Fortunately for you, that's this!
insert witty liability-dodge here insert semi-inspiring compliment to readers here
Also! A HUGE shout-out to J. N. Squire for assisting with editing this series! It's a dirty job, but someone's gotta do it. Thank you!
Sheepless in New Reynard
Chapter 6: Wolf
Absolutely nuts. This whole situation was out of control and Sharla was running headlong into it like a barn fire. She felt the strikingly familiar hard squeeze in her chest that came along with mortal fear. That made running after the crazy badger a lot harder. She could barely breathe from the anxiety of the moment. It was a dark forest. In this section at least, the trees were evergreen, so even in winter it was foreboding and dark in this place. There were scary signs. Oh, and not to forget: sheep-skulls. Even if props, they were set out to make Sharla's fate very clear in this chosen series of events. What other proof did the sheep need that her life was in danger in this foreboding place?
She stopped, leaning forward and panting, trying to get her breathing under control. It was more from the fear than the running. She felt like she was being suffocated. She held her shaking knees. She couldn't even hear Honey running anymore. Motti was nowhere to be seen, but that didn't suggest much. Her larger friend barely made noise when she moved anyway. The hyena was like a ghost. As Sharla leaned over to try not to get sick from fear, her eyes focused on something on the forest floor.

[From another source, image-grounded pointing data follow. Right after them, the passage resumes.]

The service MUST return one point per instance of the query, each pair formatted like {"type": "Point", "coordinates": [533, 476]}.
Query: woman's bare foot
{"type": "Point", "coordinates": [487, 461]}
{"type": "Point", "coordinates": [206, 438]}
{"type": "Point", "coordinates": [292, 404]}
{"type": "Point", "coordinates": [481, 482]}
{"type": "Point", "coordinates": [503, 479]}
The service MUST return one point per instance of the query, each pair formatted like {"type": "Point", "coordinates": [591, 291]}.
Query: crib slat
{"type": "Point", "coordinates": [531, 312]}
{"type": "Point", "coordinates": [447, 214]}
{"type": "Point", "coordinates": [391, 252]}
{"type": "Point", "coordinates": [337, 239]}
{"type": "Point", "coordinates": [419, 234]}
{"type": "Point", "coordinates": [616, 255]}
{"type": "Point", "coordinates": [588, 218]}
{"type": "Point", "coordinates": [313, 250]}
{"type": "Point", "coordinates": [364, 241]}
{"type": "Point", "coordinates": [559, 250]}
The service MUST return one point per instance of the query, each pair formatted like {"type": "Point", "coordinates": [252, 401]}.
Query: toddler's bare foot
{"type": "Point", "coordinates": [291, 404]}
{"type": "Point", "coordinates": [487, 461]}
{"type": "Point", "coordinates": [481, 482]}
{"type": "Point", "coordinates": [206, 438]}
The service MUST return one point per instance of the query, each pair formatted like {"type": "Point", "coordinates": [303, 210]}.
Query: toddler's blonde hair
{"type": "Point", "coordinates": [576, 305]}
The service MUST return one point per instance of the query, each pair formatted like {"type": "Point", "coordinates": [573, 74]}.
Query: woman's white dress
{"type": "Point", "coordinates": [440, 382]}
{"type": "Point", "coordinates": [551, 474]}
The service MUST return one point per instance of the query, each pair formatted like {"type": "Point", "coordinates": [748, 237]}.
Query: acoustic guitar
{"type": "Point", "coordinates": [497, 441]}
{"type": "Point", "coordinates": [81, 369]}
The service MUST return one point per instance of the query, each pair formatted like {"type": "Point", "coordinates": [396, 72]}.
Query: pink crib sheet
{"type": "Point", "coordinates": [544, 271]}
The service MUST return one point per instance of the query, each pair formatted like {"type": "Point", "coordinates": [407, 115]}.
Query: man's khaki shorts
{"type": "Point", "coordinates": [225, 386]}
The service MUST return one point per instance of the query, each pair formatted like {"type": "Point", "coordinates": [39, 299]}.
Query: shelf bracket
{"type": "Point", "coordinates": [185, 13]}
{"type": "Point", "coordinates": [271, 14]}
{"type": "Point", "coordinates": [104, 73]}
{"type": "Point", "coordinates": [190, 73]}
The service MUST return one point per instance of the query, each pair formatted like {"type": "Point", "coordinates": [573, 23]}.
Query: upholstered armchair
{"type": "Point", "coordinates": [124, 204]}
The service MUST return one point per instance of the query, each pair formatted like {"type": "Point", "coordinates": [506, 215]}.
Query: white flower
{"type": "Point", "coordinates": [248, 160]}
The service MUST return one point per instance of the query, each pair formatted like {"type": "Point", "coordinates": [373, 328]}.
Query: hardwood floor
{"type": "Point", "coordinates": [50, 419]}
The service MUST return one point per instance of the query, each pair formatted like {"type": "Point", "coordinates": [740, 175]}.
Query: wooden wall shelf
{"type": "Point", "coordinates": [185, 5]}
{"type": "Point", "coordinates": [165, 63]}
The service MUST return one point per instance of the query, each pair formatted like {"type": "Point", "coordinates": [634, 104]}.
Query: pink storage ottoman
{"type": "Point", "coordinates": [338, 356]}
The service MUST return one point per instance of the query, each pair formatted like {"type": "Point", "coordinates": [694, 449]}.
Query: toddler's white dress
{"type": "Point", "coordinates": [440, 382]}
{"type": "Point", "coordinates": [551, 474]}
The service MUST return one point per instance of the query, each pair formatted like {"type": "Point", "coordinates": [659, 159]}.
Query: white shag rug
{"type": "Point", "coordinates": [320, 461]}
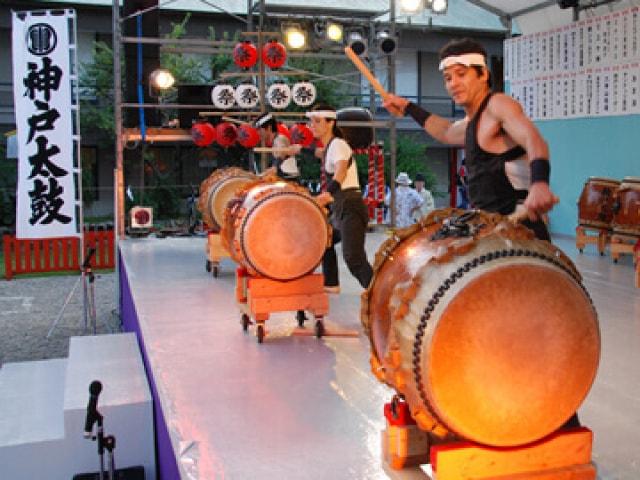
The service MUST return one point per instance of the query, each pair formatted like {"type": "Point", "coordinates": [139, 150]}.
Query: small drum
{"type": "Point", "coordinates": [595, 206]}
{"type": "Point", "coordinates": [275, 229]}
{"type": "Point", "coordinates": [217, 190]}
{"type": "Point", "coordinates": [486, 331]}
{"type": "Point", "coordinates": [626, 219]}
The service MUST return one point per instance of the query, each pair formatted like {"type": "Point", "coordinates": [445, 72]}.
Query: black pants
{"type": "Point", "coordinates": [350, 221]}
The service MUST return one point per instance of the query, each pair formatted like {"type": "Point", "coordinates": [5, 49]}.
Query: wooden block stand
{"type": "Point", "coordinates": [625, 243]}
{"type": "Point", "coordinates": [563, 455]}
{"type": "Point", "coordinates": [215, 252]}
{"type": "Point", "coordinates": [258, 297]}
{"type": "Point", "coordinates": [586, 234]}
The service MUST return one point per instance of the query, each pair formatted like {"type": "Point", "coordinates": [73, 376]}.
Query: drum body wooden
{"type": "Point", "coordinates": [275, 229]}
{"type": "Point", "coordinates": [595, 206]}
{"type": "Point", "coordinates": [217, 190]}
{"type": "Point", "coordinates": [626, 219]}
{"type": "Point", "coordinates": [489, 336]}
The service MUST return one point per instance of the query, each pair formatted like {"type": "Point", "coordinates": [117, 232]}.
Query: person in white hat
{"type": "Point", "coordinates": [408, 201]}
{"type": "Point", "coordinates": [284, 154]}
{"type": "Point", "coordinates": [349, 213]}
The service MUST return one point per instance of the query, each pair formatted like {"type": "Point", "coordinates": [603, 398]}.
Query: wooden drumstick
{"type": "Point", "coordinates": [522, 213]}
{"type": "Point", "coordinates": [366, 72]}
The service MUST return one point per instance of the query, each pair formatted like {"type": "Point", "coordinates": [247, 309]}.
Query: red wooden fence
{"type": "Point", "coordinates": [56, 254]}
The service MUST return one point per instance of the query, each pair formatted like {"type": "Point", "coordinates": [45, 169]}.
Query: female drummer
{"type": "Point", "coordinates": [349, 213]}
{"type": "Point", "coordinates": [284, 154]}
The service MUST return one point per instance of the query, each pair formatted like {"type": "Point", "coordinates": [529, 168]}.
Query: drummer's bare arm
{"type": "Point", "coordinates": [521, 129]}
{"type": "Point", "coordinates": [451, 133]}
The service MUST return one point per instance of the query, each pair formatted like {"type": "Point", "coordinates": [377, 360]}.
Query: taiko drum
{"type": "Point", "coordinates": [275, 229]}
{"type": "Point", "coordinates": [626, 219]}
{"type": "Point", "coordinates": [216, 191]}
{"type": "Point", "coordinates": [486, 331]}
{"type": "Point", "coordinates": [596, 202]}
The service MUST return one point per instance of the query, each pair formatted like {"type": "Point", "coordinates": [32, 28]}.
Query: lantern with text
{"type": "Point", "coordinates": [248, 136]}
{"type": "Point", "coordinates": [245, 54]}
{"type": "Point", "coordinates": [203, 134]}
{"type": "Point", "coordinates": [274, 54]}
{"type": "Point", "coordinates": [226, 134]}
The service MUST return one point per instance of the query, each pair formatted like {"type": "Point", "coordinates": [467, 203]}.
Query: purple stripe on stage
{"type": "Point", "coordinates": [166, 465]}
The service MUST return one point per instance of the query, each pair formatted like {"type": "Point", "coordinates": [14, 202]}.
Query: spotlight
{"type": "Point", "coordinates": [294, 36]}
{"type": "Point", "coordinates": [334, 32]}
{"type": "Point", "coordinates": [386, 43]}
{"type": "Point", "coordinates": [357, 43]}
{"type": "Point", "coordinates": [438, 6]}
{"type": "Point", "coordinates": [161, 79]}
{"type": "Point", "coordinates": [411, 7]}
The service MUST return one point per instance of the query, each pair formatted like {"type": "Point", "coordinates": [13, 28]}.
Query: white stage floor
{"type": "Point", "coordinates": [307, 408]}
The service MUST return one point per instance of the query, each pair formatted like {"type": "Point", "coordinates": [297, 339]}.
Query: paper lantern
{"type": "Point", "coordinates": [301, 134]}
{"type": "Point", "coordinates": [203, 134]}
{"type": "Point", "coordinates": [274, 54]}
{"type": "Point", "coordinates": [223, 96]}
{"type": "Point", "coordinates": [248, 136]}
{"type": "Point", "coordinates": [247, 95]}
{"type": "Point", "coordinates": [245, 54]}
{"type": "Point", "coordinates": [226, 134]}
{"type": "Point", "coordinates": [279, 95]}
{"type": "Point", "coordinates": [283, 130]}
{"type": "Point", "coordinates": [304, 94]}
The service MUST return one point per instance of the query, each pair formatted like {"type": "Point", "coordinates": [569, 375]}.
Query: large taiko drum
{"type": "Point", "coordinates": [216, 191]}
{"type": "Point", "coordinates": [275, 229]}
{"type": "Point", "coordinates": [626, 219]}
{"type": "Point", "coordinates": [595, 205]}
{"type": "Point", "coordinates": [486, 331]}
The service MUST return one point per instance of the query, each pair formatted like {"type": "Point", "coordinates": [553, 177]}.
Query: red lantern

Using her hoof, the ewe shuffled the leaf-litter to the side.
…and the shivering sheep found beneath it the most enormous lupine paw print she'd ever seen in her life.
Sharla went to her knees. She put her hands down on either side of the impression and then brought her measured digits up in front of her face. This wolf's paw was almost the size of her head. As a teacher of the second grade, identifying different mammals by their paw prints was actually part of the lesson plan, so she knew a wolf print from one of Motti's rather large paw prints, and this was still larger even than Motti's print would have been. It was a wolf, and it was impossibly large.

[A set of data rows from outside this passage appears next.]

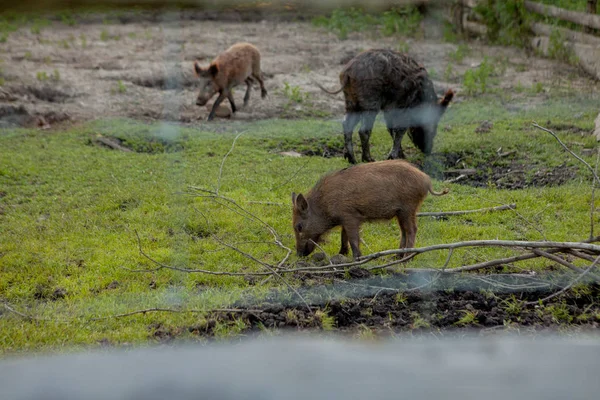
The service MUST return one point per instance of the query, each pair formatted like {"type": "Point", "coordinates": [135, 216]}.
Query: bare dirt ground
{"type": "Point", "coordinates": [143, 69]}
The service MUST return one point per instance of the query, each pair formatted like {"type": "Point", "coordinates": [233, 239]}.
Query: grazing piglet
{"type": "Point", "coordinates": [368, 192]}
{"type": "Point", "coordinates": [238, 64]}
{"type": "Point", "coordinates": [393, 82]}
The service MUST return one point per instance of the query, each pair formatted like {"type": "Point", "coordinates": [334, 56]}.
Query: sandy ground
{"type": "Point", "coordinates": [144, 69]}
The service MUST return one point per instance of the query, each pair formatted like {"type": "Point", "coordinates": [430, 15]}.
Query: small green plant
{"type": "Point", "coordinates": [67, 18]}
{"type": "Point", "coordinates": [327, 322]}
{"type": "Point", "coordinates": [470, 83]}
{"type": "Point", "coordinates": [364, 333]}
{"type": "Point", "coordinates": [419, 322]}
{"type": "Point", "coordinates": [121, 88]}
{"type": "Point", "coordinates": [401, 299]}
{"type": "Point", "coordinates": [519, 88]}
{"type": "Point", "coordinates": [460, 53]}
{"type": "Point", "coordinates": [512, 305]}
{"type": "Point", "coordinates": [403, 46]}
{"type": "Point", "coordinates": [468, 318]}
{"type": "Point", "coordinates": [42, 76]}
{"type": "Point", "coordinates": [560, 313]}
{"type": "Point", "coordinates": [478, 79]}
{"type": "Point", "coordinates": [294, 93]}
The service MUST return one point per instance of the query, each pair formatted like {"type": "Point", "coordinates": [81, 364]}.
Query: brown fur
{"type": "Point", "coordinates": [237, 65]}
{"type": "Point", "coordinates": [367, 192]}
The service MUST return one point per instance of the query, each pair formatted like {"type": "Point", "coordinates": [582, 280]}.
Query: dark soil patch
{"type": "Point", "coordinates": [501, 171]}
{"type": "Point", "coordinates": [460, 308]}
{"type": "Point", "coordinates": [142, 144]}
{"type": "Point", "coordinates": [165, 81]}
{"type": "Point", "coordinates": [11, 116]}
{"type": "Point", "coordinates": [44, 93]}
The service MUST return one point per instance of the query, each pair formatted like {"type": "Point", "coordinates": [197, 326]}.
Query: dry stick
{"type": "Point", "coordinates": [592, 205]}
{"type": "Point", "coordinates": [223, 162]}
{"type": "Point", "coordinates": [569, 150]}
{"type": "Point", "coordinates": [573, 282]}
{"type": "Point", "coordinates": [482, 243]}
{"type": "Point", "coordinates": [203, 271]}
{"type": "Point", "coordinates": [562, 262]}
{"type": "Point", "coordinates": [520, 216]}
{"type": "Point", "coordinates": [462, 212]}
{"type": "Point", "coordinates": [172, 310]}
{"type": "Point", "coordinates": [271, 269]}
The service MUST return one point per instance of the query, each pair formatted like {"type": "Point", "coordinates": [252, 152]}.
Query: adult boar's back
{"type": "Point", "coordinates": [395, 83]}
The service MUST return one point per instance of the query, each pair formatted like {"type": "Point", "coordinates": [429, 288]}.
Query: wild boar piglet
{"type": "Point", "coordinates": [367, 192]}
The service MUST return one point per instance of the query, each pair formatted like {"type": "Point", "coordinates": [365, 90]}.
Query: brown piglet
{"type": "Point", "coordinates": [237, 65]}
{"type": "Point", "coordinates": [367, 192]}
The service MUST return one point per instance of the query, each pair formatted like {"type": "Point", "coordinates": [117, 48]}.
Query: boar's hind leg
{"type": "Point", "coordinates": [408, 226]}
{"type": "Point", "coordinates": [368, 120]}
{"type": "Point", "coordinates": [230, 98]}
{"type": "Point", "coordinates": [344, 249]}
{"type": "Point", "coordinates": [353, 237]}
{"type": "Point", "coordinates": [350, 122]}
{"type": "Point", "coordinates": [219, 100]}
{"type": "Point", "coordinates": [397, 132]}
{"type": "Point", "coordinates": [248, 87]}
{"type": "Point", "coordinates": [263, 91]}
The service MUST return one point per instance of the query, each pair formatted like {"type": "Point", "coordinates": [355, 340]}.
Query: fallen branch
{"type": "Point", "coordinates": [570, 285]}
{"type": "Point", "coordinates": [569, 150]}
{"type": "Point", "coordinates": [462, 212]}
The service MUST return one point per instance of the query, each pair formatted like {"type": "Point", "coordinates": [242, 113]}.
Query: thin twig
{"type": "Point", "coordinates": [593, 202]}
{"type": "Point", "coordinates": [561, 261]}
{"type": "Point", "coordinates": [223, 162]}
{"type": "Point", "coordinates": [570, 285]}
{"type": "Point", "coordinates": [569, 150]}
{"type": "Point", "coordinates": [447, 213]}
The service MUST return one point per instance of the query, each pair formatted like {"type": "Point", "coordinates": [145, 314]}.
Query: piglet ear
{"type": "Point", "coordinates": [301, 204]}
{"type": "Point", "coordinates": [197, 69]}
{"type": "Point", "coordinates": [213, 70]}
{"type": "Point", "coordinates": [447, 98]}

"Motti?" the sheep called cautiously, trying not to be too loud. She immediately didn't want to be alone anymore. 'Big Bad' was not a completely pretend name, at least. And if the big part was true, then… There was a shuffle in the forest behind her. She turned. A shadow was seen, and it was moving. This was it. She was found. This monstrous wolf made it clear. Hopeless were the sheep in his domain, and Honey and Motti left her to die. She turned to run and thumped right into a large form. Sharla cried out, falling back onto her rump. She looked up, fearing the doom about to befall her but daring to see anyway.
She puffed out a sigh of relief. It was Motti. The sheep cast a glance back to the forest where she'd seen the shape. There was nothing there. Her mind, reeling in terror, was playing to every single worst imagining and fear she had. That had to be it.
"Badger in love is not as slow as she looks," explained the hyena in a defeated tone.
"I thought you guys left me!" whimpered Sharla, "There's a giant freaking paw print here. This wolf's bigger than you are, Motti!"
"I not leave you. Where is print?" asked her spotted friend. Sharla got up and looked around, then groaned.
The paw print had been replaced conveniently by a sheep's butt print.
"I sat on it. Sorry. Maybe there's another…" She shuffled about, but wasn't even sure she could remember what direction the print had been pointed. "It was like this!" She gestured the size and Motti straightened up a bit.
"Wolfs are not getting so big. Not like that. Maybe this?" She pushed Sharla's hands together a pretty big margin.
"No. Like this." she framed her head. "You gotta believe me." Sharla was to about to argue with Motti though. She needed her to understand the danger and react appropriately. And by appropriately, that meant exiting the forest post haste.
"Honey will be very happy." Sharla stumbled, staring at Motti with jaw agape. No! Not the appropriate reaction. The hyena began walking.
"Wait, we don't even know where she is!" hissed the sheep.
"Her smell is this way," explained Sharla's only possible defense from wolf-related demise.
"I can't smell anything but wet leaves!" complained Sharla, falling into step behind Motti.
"Badger is smelling happy. Motti can follow." And Motti seemed perfectly cheerful about this prospect.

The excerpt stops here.